FullVisitorId: The unique visitor ID
VisitNumber: The session(visit) number for this user. If this is the first session, then this is set to 1.
Date: The date of the session in YYYYMMDD format.
VisitStartTime: The timestamp (expressed as POSIX time)
totals_bounces: Total bounces (for convenience). For a bounced session, the value is 1, otherwise it is null
totals_pageviews: Total number of pageviews within the session.
totals_timeOnSite: Total time of the session expressed in seconds.
totals_totalTransactionRevenue: Total transaction revenue, expressed as the value passed to Analytics multiplied by 10^6 (e.g., 2.40 would be given as 2400000)

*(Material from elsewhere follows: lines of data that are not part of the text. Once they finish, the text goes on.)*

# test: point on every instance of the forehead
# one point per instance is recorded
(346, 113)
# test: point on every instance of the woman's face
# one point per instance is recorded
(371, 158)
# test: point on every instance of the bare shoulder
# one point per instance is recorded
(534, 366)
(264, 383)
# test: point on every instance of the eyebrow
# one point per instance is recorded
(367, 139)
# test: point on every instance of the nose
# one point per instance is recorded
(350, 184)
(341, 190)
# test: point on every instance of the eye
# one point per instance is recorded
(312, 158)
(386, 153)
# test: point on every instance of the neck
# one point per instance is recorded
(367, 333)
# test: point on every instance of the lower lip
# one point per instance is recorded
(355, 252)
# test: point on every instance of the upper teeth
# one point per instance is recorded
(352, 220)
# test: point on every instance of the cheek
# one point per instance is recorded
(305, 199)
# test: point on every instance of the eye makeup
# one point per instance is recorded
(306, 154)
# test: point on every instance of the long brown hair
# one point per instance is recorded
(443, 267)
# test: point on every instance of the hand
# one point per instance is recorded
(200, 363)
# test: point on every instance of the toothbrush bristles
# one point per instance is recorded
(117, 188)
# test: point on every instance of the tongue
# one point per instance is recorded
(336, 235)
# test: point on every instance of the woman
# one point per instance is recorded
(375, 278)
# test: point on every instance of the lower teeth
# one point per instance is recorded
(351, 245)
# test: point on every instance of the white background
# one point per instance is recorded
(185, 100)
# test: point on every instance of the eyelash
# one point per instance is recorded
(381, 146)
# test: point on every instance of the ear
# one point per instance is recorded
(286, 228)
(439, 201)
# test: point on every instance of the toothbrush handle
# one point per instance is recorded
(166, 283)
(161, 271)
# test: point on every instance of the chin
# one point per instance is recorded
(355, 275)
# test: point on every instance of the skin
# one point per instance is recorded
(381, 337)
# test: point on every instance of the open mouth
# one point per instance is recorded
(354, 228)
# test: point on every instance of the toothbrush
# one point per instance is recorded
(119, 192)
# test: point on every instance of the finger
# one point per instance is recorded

totals_transactions: Total number of ecommerce transactions within the session
trafficSource_source: The source of the traffic source. Could be the name of the search engine, the referring hostname, or a value of the utm_source URL parameter
trafficSource_medium: The medium of the traffic source. Could be "organic", "cpc", "referral", or the value of the utm_medium URL parameter.
trafficSource_campaign: The campaign value. Usually set by the utm_campaign URL parameter
device_deviceCategory: The type of device (Mobile, Tablet, Desktop).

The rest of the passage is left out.